Ontem a editora Caroline Chang começou a publicar suas impressões sobre VIIIa. Semana TyPA de Editores. Para ver o primeiro post, clique aqui.
Caroline Chang
– É invejável o nível de preparo dos livreiros, em geral. Sim, tive que soletrar nomes de alguns autores, mas também pode ser culpa do meu castelhano de pé quebrado. De modo geral, os livreiros conhecem os livros que vendem e são capazes de opinar sobre eles. Imagino que isso se deva em parte ao melhor nível educacional argentino (embora também haja queixas de que o ensino privado está maquiavelicamente clientelizando o processo educacional, coisa que conhecemos bem no Brasil), em parte à posição privilegiada que a leitura e a cultura livresca ocupa na vida portenha.

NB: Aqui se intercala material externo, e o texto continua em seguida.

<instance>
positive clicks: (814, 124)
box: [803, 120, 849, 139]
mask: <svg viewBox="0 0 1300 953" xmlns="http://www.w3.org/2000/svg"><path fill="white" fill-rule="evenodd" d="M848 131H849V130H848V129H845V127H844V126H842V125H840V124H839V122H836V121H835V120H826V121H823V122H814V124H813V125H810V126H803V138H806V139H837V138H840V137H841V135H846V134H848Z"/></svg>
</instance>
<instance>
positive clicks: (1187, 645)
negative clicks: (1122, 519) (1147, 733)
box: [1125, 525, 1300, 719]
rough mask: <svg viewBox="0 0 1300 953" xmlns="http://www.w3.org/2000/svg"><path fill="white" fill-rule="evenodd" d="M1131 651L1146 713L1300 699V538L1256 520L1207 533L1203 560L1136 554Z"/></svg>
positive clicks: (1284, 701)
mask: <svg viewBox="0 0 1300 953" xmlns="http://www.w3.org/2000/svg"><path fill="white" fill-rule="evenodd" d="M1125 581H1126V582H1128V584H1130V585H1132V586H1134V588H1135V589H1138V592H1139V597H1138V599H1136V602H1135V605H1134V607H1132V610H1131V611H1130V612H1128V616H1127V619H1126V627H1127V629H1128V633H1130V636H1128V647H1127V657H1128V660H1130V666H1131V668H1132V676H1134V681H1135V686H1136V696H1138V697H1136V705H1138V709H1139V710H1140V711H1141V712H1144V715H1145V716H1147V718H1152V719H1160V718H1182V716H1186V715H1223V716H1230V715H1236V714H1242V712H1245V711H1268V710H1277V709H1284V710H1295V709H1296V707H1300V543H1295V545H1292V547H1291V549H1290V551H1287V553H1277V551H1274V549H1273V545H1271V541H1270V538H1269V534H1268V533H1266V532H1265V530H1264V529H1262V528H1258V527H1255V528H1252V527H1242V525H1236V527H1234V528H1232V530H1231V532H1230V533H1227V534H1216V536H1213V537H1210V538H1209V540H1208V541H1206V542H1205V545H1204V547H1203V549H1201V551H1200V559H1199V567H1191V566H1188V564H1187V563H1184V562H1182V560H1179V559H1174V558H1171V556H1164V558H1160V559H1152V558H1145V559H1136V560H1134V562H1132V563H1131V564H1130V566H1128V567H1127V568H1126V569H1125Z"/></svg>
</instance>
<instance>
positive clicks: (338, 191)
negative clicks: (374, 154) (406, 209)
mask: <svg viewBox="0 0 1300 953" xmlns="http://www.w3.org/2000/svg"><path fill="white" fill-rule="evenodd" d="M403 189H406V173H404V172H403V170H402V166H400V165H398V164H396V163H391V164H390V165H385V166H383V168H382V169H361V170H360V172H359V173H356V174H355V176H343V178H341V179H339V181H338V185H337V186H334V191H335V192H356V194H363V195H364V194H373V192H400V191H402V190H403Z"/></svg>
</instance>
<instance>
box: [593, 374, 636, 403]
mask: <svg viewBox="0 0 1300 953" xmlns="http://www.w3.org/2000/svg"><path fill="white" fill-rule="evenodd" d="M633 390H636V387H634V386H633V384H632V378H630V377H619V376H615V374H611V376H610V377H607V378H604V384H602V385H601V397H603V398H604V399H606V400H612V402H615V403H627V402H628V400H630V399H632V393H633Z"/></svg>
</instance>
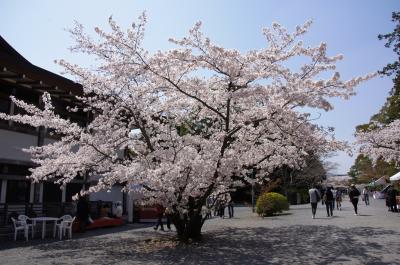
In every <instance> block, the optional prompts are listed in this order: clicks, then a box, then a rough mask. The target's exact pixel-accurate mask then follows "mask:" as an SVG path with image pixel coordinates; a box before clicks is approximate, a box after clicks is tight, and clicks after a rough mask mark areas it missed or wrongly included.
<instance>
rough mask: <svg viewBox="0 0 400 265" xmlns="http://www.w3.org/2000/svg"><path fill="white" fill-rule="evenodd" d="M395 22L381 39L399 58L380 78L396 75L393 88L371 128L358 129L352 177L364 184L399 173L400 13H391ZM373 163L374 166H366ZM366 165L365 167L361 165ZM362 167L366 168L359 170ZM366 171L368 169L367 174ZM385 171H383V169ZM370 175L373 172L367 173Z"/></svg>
mask: <svg viewBox="0 0 400 265" xmlns="http://www.w3.org/2000/svg"><path fill="white" fill-rule="evenodd" d="M392 21H393V22H395V23H396V26H395V29H394V31H393V32H391V33H388V34H384V35H379V36H378V38H379V39H380V40H386V44H385V46H386V47H388V48H391V47H393V51H394V52H395V53H396V55H397V58H396V61H395V62H393V63H389V64H388V65H387V66H385V67H384V68H383V69H382V71H380V73H381V74H384V75H388V76H390V75H395V77H394V79H393V88H392V89H391V91H390V94H389V97H388V98H387V99H386V102H385V104H384V105H383V107H382V108H381V109H380V111H379V113H377V114H375V115H373V116H372V117H371V119H370V122H369V123H368V124H362V125H359V126H357V128H356V137H357V143H358V144H360V153H361V154H362V155H361V156H359V159H358V161H357V160H356V162H355V164H354V165H353V167H352V169H351V173H352V174H354V172H360V173H362V178H363V179H364V180H368V179H370V178H371V177H372V176H375V177H380V176H382V175H381V174H386V173H389V174H393V173H395V172H396V171H397V170H398V166H399V162H400V134H399V132H400V13H399V12H393V13H392ZM369 159H371V160H372V164H371V166H366V165H367V164H368V163H369V162H368V161H369ZM361 162H363V163H361ZM360 163H361V164H362V167H363V168H359V166H360ZM367 168H369V169H368V170H367ZM383 168H384V169H383ZM367 171H370V172H367Z"/></svg>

– Eu nunca havia me dado conta da dimensão que ocupa, na vida cultural argentina, do fato de as grandes editoras espanholas comprarem direitos para língua espanhola e os leitores argentinos se verem em uma de três situações: ou a editora espanhola que compra os direitos de tradução para o espanhol exporta os livros para as livrarias e distribuidoras argentinas, e nesse caso o livro chega ao leitor argentino a um preço que é no mínimo o dobro do que custaria se fosse produzido no país; ou então a editora espanhola não distribui direito os livros na Argentina (seja por problemas nos canais de distribuição, seja por acreditar, baseado na carreira espanhola do livro, que ele não terá êxito comercial, o que nem sempre é verdade, já que se trata de contextos culturais diferentes); ou, melhor dos casos sob o ponto de vista do leitor argentino, a editora espanhola que compra os direitos para tradução para o espanhol tem uma casa editorial filial na Argentina, podendo então produzir tiragens na Argentina, para o leitor local, que então tem acesso ao livro a um preço argentino, e não europeu. Alguns setores do mercado editorial argentino inclusive defendem que agências literárias e editoras que vendem direitos de tradução deveriam comercializar em separado direitos para traduzir o livro na Espanha e, por exemplo, na Argentina (tal como acontece com Brasil e Portugal: direitos para explorar um livro em língua portuguesa no Brasil é vendido para uma editora brasileira, e os direitos para explorar o mesmo livro em língua portuguesa em Portugal, para uma editora portuguesa). Assim os direitos ficariam livres para editoras argentinas que quisessem explorar tal livro e tal autor, o que certamente fortaleceria a cadeia nacional. (Vale lembrar que a separação dos direitos entre Portugal e Brasil é recente: poucas décadas atrás, os agentes vendiam direitos mundiais para língua portuguesa para editoras portuguesas, e nós, leitores brasileiros, nos víamos na obrigação de importar o livro e ler Lawrence Durrell em português de Portugal.)
– Suspeito que nossos irmãos argentinos conheçam melhor a literatura brasileira que nós a argentina. El Corregidor (
www.corregidor.com.ar ), por exemplo, tem uma série que se chama Vereda Brasileira, onde se encontra o que de melhor a nossa literatura produziu. A editora Adriana Hidalgo tem, na sua serie de traduções, uma clara veia brasileira, tendo publicado João Gilberto Noll, Clarice Lispector, Dyonélio Machado e – pasmei quando vi –
Grande Sertão: Veredas, além de
Sagarana. Me corrijam se estou errada, mas creio que não há nenhuma editora brasileira que tenha uma série numerosa e longeva de literatura platense, que dirá argentina.
Caroline ao lado da estátua de Mafalda em San Telmo / Arquivo pessoal
– Por fim, vida longa a uma menina baixinha de quem o Gobierno de La Ciudad (de Buenos Aires) inaugurou há pouco uma estátua, no velho bairro de San Telmo, próximo à casa de Quino, seu criador (esquina da calle Defensa com calle Chile). Foi com ela que a literatura argentina fez sua grande e indelével entrada na minha vida.